My wife and I grab a few seats at the large fenced-in outdoor area where we consume five commonplace brews that’ll definitely please softer blue collar palates.
For openers, grassy pine hops dabbled with lightly embittered grapefruit-peeled orange rind subtleties for dry-bodied moderation, Ishmael Pale Ale.
Tea-like Finley Forge IPA stayed dry as apple-skinned citrus tartness gained dewy pale malt sweetness to contrast its phenol hop tannins, recalling a more moderate Brit-styled IPA.
Mild Poor Sailors Sour Ale brought subtle lactic acidity to tart cider piquancy and vinegary green grape esters with efficient results.
Tart citric-quince-spiced Cold Spring Red Ale retained a crisp barley roast but little else.
Delicately creamed Dennisville Inn Porter underscored its delightful cocoa-chocolate influence and hazelnut-glazed pecan sweetness with ashen walnut bittering.
CAPE MAY, NEW JERSEY
A cozy café-styled firehouse in the heart of Cape May’s Court House district on Main Street, BUCKET BRIGADE BREWERY opened autumn, 2017. Brotherly firemen Karl and Kurt Hughes teamed up with long-time friend and brewmaster, Mark McPherson, to ‘extinguish your thirst’ with a bucket list of traditional styled beers.
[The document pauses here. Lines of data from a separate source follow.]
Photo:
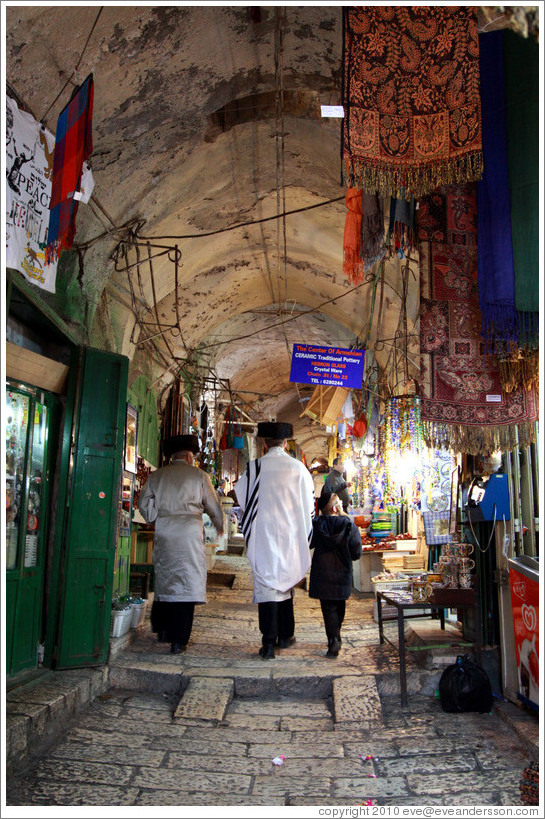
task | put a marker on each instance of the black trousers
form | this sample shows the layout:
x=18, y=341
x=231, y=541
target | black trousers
x=333, y=614
x=172, y=621
x=276, y=621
The little engine red joint features a small L-shaped bar made from reclaimed wood with 12-plus fire-handled draught taps and TV’s on opposing sides. Metal chairs with flaming red cushions dot the walls and three small tables fill out the diminutive interior.
I grab a seat at one of the overhead garage door’s cement counters to sample five of the ten available brews this warm Saturday afternoon, April ’19.
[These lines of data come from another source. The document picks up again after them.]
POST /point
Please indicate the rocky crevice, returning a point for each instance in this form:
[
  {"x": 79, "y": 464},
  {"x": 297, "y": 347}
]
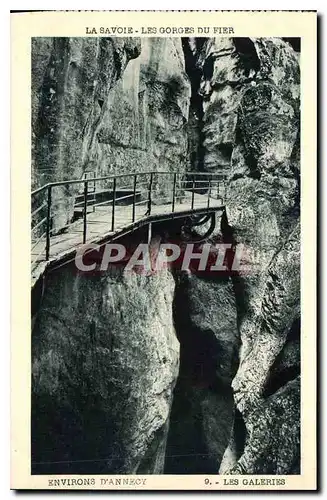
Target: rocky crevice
[{"x": 173, "y": 373}]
As the first beer rushes down my gullet, a cavalcade of Harley bikers pass the Bucket Brigade in style.
Mild lemony grapefruit tang embellished the banana-clove-bubblegum expectancy of Halligan Hefeweizen, sitting softly on the tongue while developing slight vanilla sweetness.
Honey-licked apple and pear spicing contrasted rye-dried black tea pungency for crisply clean moderation, Axe Head Amber Ale.
Rustic English-styled(?) Chiefs IPA brought straw-dried buckwheat, alfalfa and raw wheat minerality to grassy-hopped lemon wedging in a moderate setting.
Dried fruited cocoa powdering and mild chocolate malting provoke Pump Primer Porter.
Peanut-buttered chocolate roast and dry cocoa tones gain oily hop resin at the finish of semi-rich Steam Engine Oatmeal Stout.